Pourquoi faire simple quand on peut faire compliqué ? Par amour du théâtre bien sûr. Par amour, tout court. Soit en l’occurrence la reprise fort recommandable au non moins impeccable Lucernaire d’une pièce de jeunesse mais déjà désespérée. C’est donc du romantisme ? Tout juste. Alfred de Musset trouve ici son œuvre servie avec justesse. On ne badine pas avec l’amour, paraît-il, et cette pièce vient cruellement nous le démontrer. A trop chercher à tester les sentiments de l’autre sans se dévoiler soi-même …
Mais ce jeu de dupes sur le sentiment amoureux alterne avec vivacité entre tragique et comique. Un chassé-croisé haletant proposé par le texte et magnifié par la mise en scène de Christophe Thiry et la composition d’une troupe enthousiasmante. La matière première, donc, c’est ce texte écrit en 1834 par Alfred de Musset dans sa 25e année, juste après que George Sand l’a laissé choir. L’amour éternel aux oubliettes, perdu d’avance, place à l’éphémère.

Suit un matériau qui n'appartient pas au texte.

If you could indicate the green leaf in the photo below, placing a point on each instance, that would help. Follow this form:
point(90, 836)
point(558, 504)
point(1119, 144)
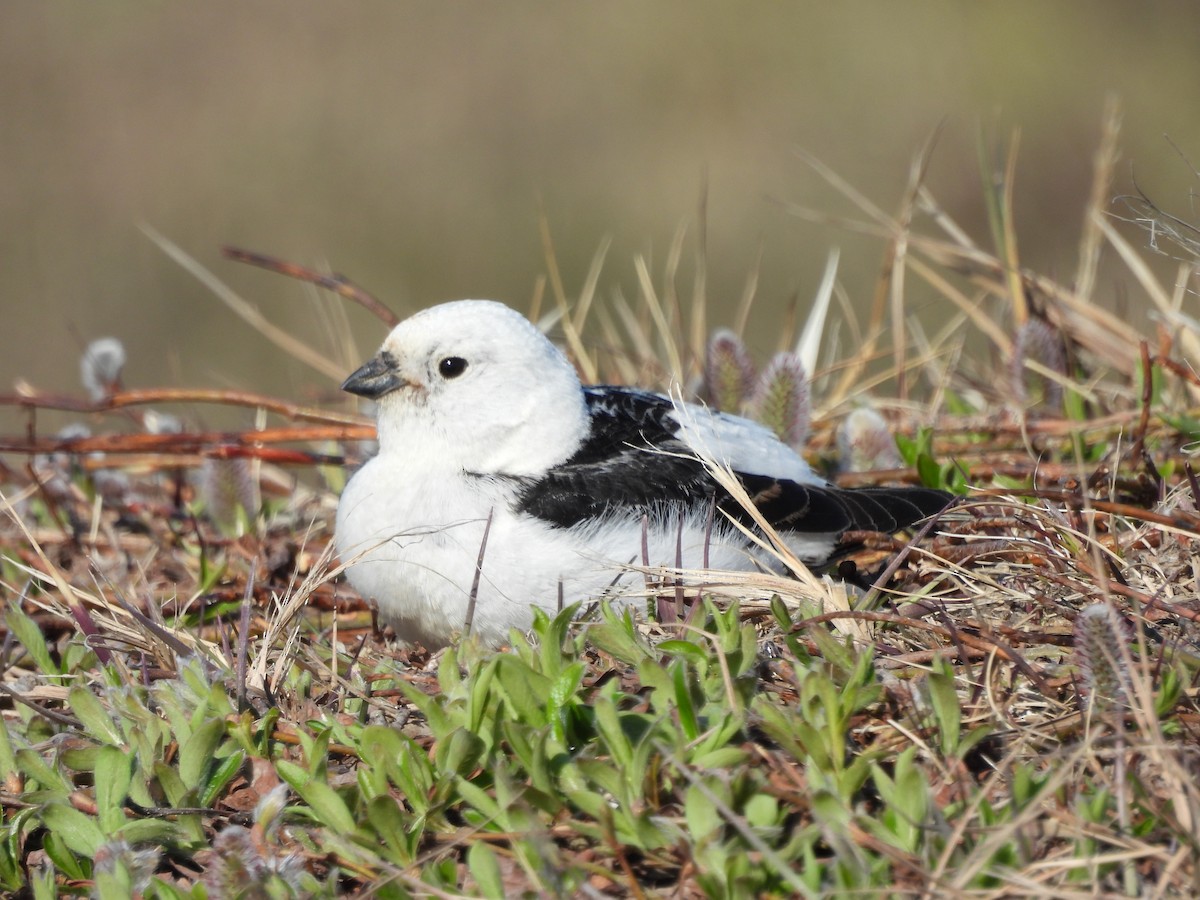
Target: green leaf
point(114, 769)
point(945, 702)
point(196, 754)
point(325, 803)
point(35, 769)
point(7, 759)
point(225, 773)
point(387, 817)
point(79, 833)
point(29, 635)
point(701, 813)
point(683, 702)
point(485, 868)
point(526, 693)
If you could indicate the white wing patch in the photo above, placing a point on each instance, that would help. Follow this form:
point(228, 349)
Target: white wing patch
point(742, 444)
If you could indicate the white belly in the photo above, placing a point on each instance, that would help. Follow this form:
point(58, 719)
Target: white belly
point(413, 546)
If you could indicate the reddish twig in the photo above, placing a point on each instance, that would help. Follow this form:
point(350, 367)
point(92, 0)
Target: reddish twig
point(337, 283)
point(123, 400)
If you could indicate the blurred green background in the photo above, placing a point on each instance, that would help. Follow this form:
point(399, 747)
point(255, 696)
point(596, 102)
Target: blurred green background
point(412, 147)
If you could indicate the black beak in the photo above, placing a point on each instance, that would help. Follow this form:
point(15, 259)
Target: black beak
point(375, 378)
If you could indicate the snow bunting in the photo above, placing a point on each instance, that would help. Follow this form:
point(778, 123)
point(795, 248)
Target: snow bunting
point(484, 426)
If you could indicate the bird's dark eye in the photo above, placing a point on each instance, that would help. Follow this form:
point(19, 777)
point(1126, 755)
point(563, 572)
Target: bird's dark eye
point(451, 366)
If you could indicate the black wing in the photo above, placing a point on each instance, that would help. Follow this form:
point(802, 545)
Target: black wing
point(625, 463)
point(633, 461)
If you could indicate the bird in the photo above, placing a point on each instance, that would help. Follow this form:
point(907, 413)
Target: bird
point(503, 484)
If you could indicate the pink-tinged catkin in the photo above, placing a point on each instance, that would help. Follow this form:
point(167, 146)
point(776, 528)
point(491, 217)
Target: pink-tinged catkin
point(1038, 342)
point(729, 371)
point(100, 367)
point(225, 486)
point(1102, 641)
point(865, 443)
point(780, 399)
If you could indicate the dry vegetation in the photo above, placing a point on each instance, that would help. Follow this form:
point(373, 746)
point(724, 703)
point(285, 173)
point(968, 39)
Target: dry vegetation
point(193, 702)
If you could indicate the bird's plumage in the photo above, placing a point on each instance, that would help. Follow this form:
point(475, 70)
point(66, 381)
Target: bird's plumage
point(481, 418)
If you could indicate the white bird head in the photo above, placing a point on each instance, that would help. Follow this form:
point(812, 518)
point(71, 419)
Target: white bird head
point(474, 385)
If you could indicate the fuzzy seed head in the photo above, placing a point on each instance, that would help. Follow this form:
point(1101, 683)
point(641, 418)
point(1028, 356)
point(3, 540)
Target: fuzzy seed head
point(729, 372)
point(100, 369)
point(156, 423)
point(865, 443)
point(1039, 342)
point(1099, 635)
point(780, 399)
point(226, 486)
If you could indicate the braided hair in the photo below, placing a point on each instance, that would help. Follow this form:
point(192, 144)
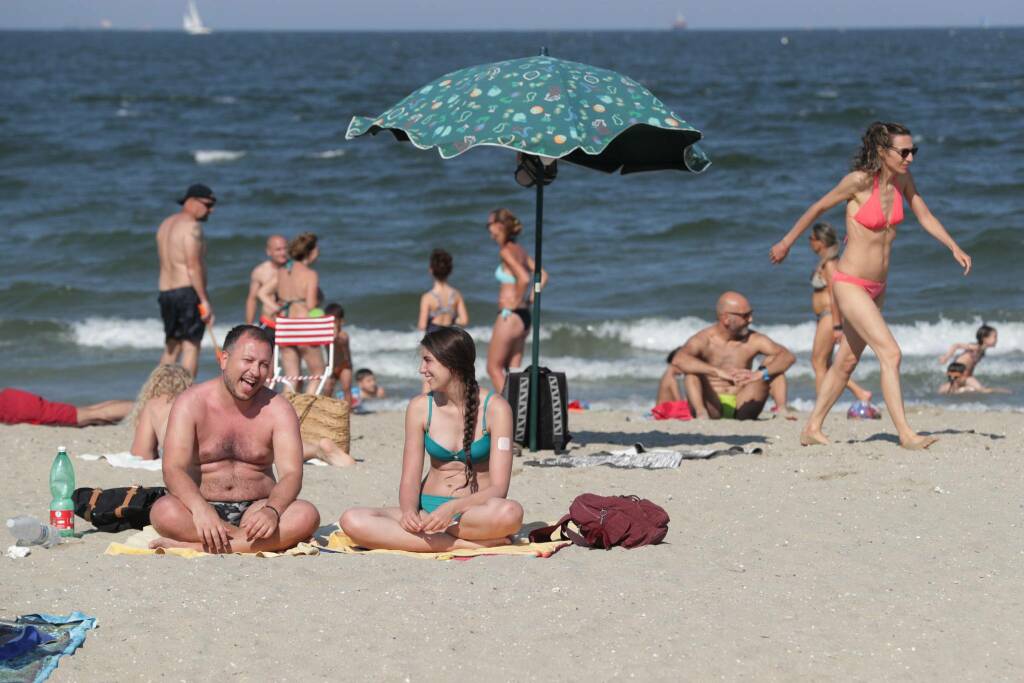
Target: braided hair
point(455, 349)
point(878, 136)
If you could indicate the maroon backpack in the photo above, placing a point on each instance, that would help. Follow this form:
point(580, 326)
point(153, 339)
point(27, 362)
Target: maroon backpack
point(605, 521)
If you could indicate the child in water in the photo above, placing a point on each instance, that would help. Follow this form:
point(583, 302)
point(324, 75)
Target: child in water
point(969, 355)
point(961, 382)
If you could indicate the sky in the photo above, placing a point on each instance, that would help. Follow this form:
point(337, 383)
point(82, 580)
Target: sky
point(518, 14)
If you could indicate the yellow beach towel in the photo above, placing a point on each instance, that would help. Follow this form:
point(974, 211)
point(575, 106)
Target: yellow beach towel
point(340, 543)
point(138, 544)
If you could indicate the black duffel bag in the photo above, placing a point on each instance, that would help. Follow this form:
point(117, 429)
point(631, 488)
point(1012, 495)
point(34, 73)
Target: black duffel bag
point(116, 509)
point(553, 415)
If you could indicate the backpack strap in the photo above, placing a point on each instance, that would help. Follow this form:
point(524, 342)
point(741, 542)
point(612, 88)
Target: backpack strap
point(92, 504)
point(301, 419)
point(483, 427)
point(544, 535)
point(120, 510)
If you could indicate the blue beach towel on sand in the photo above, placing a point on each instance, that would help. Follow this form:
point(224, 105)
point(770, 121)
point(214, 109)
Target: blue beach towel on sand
point(34, 643)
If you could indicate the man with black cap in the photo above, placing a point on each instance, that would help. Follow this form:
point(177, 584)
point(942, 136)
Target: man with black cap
point(183, 301)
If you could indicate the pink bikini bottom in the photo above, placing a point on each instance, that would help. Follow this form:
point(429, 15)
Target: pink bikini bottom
point(873, 289)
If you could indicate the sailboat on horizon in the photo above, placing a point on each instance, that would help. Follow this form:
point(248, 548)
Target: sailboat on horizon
point(192, 22)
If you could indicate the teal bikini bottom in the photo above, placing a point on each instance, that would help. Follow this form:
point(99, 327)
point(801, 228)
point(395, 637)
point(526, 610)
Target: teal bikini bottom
point(430, 503)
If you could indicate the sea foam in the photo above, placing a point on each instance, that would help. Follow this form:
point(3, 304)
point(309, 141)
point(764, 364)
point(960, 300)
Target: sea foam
point(216, 156)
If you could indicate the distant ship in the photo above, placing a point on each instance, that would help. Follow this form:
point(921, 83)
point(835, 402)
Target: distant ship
point(192, 22)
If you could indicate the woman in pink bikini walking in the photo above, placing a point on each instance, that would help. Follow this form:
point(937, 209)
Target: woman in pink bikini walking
point(873, 193)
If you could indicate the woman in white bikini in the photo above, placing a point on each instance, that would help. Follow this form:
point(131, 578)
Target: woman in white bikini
point(515, 275)
point(829, 322)
point(293, 293)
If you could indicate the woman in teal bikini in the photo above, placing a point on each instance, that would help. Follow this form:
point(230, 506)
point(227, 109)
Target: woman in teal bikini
point(462, 501)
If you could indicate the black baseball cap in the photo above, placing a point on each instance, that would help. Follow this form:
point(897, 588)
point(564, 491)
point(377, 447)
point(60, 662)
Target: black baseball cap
point(198, 190)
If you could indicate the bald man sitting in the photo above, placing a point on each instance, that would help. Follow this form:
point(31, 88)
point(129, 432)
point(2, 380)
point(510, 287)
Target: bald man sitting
point(718, 361)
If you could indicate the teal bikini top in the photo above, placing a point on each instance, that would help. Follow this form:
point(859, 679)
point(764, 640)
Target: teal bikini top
point(478, 450)
point(503, 275)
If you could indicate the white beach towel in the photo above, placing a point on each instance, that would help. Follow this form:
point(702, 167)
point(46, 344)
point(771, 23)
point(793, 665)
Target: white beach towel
point(125, 460)
point(638, 456)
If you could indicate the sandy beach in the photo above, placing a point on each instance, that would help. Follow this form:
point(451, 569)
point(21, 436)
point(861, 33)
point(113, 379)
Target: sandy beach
point(857, 561)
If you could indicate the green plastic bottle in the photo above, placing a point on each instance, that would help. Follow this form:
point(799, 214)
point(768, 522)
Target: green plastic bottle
point(61, 487)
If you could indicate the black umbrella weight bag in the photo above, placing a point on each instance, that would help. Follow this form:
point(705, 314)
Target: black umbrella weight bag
point(553, 417)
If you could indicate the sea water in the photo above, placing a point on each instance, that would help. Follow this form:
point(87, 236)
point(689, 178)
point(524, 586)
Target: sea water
point(100, 132)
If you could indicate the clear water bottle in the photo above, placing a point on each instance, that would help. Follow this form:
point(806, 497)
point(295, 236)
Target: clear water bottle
point(31, 531)
point(61, 487)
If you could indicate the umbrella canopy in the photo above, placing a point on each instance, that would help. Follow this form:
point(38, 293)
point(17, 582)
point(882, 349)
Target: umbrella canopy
point(545, 107)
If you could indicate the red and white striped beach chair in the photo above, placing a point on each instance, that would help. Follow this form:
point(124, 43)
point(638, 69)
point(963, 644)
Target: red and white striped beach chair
point(303, 332)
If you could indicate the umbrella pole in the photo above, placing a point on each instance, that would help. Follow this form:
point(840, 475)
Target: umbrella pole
point(535, 372)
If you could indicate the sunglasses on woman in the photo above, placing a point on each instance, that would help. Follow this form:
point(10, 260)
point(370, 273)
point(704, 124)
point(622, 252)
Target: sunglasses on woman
point(905, 152)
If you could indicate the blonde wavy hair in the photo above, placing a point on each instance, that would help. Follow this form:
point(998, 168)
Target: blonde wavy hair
point(164, 381)
point(510, 223)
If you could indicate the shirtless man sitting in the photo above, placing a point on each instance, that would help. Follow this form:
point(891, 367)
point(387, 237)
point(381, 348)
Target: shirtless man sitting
point(717, 361)
point(184, 305)
point(224, 437)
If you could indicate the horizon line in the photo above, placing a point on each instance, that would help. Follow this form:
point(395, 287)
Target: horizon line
point(667, 29)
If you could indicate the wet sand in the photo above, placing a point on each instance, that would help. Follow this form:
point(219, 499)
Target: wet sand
point(857, 561)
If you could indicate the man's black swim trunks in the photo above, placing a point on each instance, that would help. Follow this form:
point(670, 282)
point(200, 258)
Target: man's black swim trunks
point(179, 308)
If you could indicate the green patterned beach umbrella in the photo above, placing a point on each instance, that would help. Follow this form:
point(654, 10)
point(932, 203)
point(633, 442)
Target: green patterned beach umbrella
point(545, 107)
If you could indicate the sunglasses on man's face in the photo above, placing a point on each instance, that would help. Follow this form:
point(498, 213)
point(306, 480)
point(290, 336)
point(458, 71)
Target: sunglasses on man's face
point(905, 152)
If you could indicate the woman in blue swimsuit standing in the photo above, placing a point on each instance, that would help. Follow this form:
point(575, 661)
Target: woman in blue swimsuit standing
point(515, 275)
point(462, 501)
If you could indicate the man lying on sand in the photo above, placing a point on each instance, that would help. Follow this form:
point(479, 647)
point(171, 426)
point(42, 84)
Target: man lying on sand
point(17, 407)
point(223, 439)
point(717, 363)
point(153, 408)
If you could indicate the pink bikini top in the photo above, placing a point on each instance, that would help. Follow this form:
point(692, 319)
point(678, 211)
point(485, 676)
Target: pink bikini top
point(870, 216)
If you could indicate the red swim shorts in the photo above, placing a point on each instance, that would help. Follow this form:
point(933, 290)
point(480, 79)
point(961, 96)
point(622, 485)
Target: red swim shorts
point(17, 407)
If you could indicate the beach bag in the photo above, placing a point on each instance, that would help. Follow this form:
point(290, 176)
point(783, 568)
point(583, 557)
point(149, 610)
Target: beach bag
point(606, 521)
point(117, 509)
point(672, 410)
point(322, 417)
point(553, 415)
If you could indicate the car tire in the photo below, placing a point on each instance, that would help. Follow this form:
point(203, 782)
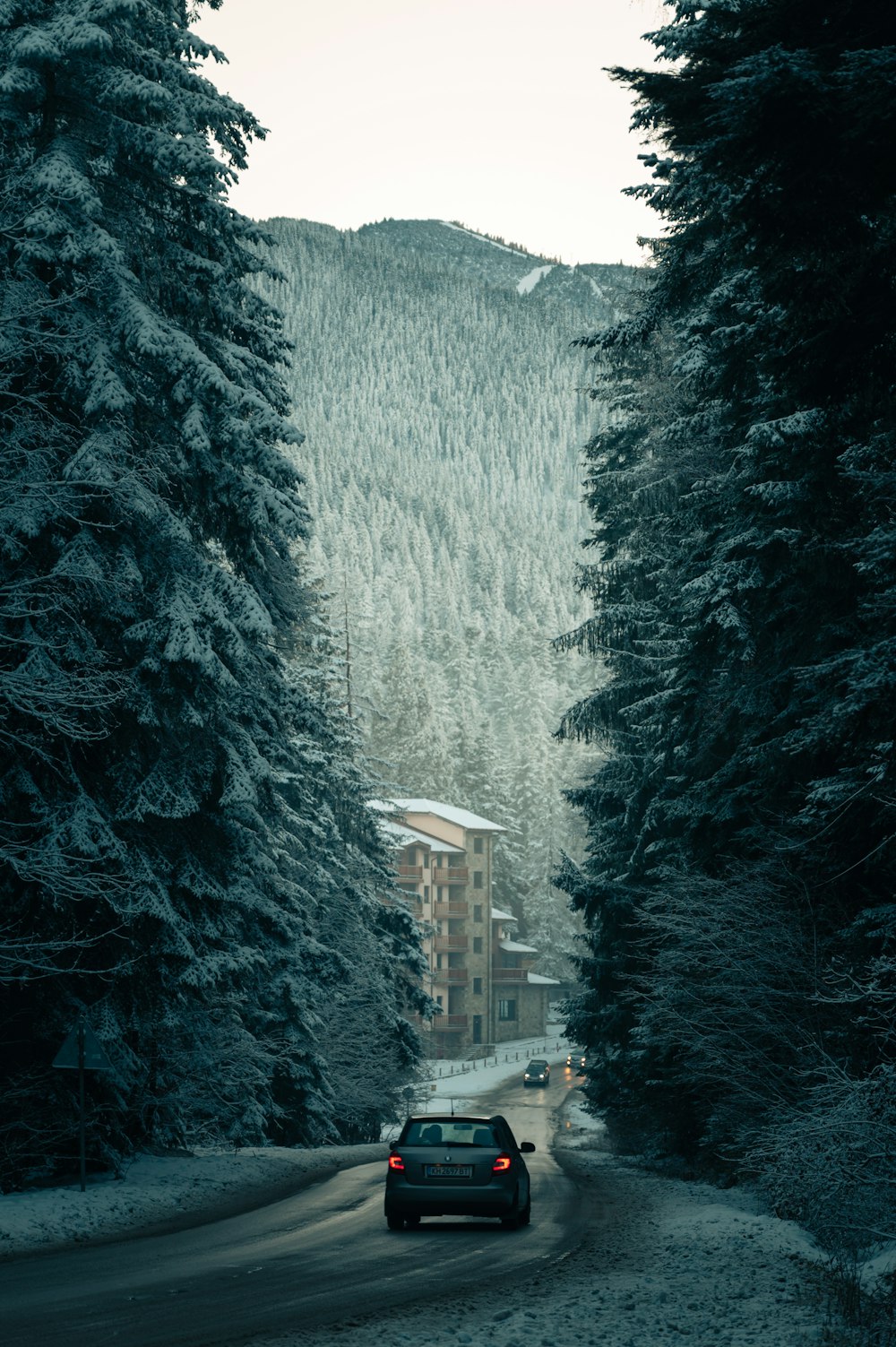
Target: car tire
point(513, 1219)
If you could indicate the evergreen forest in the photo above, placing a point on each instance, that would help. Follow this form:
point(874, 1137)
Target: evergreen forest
point(444, 410)
point(187, 862)
point(737, 889)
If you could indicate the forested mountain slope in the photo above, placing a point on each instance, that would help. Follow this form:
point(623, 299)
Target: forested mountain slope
point(441, 402)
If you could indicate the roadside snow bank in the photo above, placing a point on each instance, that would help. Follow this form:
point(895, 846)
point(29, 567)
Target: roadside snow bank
point(663, 1263)
point(160, 1192)
point(166, 1192)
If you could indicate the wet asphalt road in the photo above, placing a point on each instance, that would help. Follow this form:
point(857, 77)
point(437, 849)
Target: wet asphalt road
point(315, 1257)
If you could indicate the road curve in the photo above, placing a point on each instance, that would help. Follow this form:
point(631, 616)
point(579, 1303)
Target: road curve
point(318, 1256)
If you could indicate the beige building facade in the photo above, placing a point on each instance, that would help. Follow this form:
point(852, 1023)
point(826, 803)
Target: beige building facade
point(478, 975)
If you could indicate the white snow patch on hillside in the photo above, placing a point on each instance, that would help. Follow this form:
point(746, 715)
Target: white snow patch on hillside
point(492, 241)
point(529, 283)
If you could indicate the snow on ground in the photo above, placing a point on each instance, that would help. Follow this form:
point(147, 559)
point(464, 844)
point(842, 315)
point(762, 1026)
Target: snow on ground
point(484, 238)
point(157, 1189)
point(531, 279)
point(663, 1261)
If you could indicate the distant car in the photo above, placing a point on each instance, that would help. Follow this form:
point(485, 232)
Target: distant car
point(444, 1165)
point(538, 1073)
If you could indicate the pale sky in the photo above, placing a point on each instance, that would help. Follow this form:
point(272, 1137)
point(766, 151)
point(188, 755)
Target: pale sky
point(497, 114)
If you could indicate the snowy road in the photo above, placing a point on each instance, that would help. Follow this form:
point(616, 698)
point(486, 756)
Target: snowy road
point(309, 1260)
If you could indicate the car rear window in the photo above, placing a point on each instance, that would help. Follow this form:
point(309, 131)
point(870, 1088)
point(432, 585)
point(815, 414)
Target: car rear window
point(448, 1132)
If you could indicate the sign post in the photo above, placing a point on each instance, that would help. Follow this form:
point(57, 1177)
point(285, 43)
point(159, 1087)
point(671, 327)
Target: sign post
point(81, 1052)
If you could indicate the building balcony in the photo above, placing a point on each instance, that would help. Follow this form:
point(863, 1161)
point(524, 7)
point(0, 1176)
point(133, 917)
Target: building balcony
point(451, 910)
point(451, 943)
point(449, 1023)
point(452, 975)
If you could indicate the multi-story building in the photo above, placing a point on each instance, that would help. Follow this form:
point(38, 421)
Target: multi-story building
point(478, 975)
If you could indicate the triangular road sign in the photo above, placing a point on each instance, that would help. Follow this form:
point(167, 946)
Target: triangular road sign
point(95, 1058)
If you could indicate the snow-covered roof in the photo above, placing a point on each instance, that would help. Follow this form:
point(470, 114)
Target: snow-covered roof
point(412, 837)
point(462, 818)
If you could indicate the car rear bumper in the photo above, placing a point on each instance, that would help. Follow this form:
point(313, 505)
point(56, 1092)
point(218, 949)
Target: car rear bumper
point(441, 1200)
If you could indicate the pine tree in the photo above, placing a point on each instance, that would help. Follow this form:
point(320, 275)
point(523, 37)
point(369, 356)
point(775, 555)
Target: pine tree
point(166, 701)
point(743, 583)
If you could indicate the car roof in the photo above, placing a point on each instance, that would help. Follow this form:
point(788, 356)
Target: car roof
point(451, 1117)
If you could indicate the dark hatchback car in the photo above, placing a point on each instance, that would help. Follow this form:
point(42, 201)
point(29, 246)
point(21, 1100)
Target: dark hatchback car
point(444, 1165)
point(538, 1073)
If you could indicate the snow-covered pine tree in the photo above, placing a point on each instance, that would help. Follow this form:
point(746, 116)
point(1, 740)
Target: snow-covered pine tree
point(151, 605)
point(744, 591)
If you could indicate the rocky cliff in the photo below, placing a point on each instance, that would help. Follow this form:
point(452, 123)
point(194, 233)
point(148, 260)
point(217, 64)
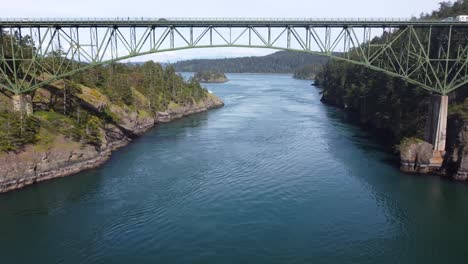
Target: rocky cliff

L’amour, quelle aventure !
La lutte pourtant sera rude. Un combat mis en forme avec délicatesse sur la scène du Lucernaire, où la qualité de l’accueil et la sympathique ambiance « art et essai » n’ont d’égal que l’inconfort des banquettes (d’accord, j’exagère, de plus tout ceci est bien cohérent), la mise en scène, donc, quel brio, c’est un ballet agréablement arrangé de comédiens épatants, de lieux, de situations. Cela sur un plateau nu, tout juste agrémenté de temps en temps par quelques tabourets, ou de comédiens qui jouent eux-mêmes, qui l’arbre, qui la statue.
Tout cela sollicite l’imaginaire du spectateur, qui n’en demandait pas tant. C’est inquiétant et foisonnant comme Les Fleurs du Mal ou le Songe d’une nuit d’été, mais on n’y perd pas pied. Auteur et metteur en scène poussent sur le fil tendu un spectateur funambule ravi. Tombera, tombera pas ? On ne badine pas avec le fil tendu.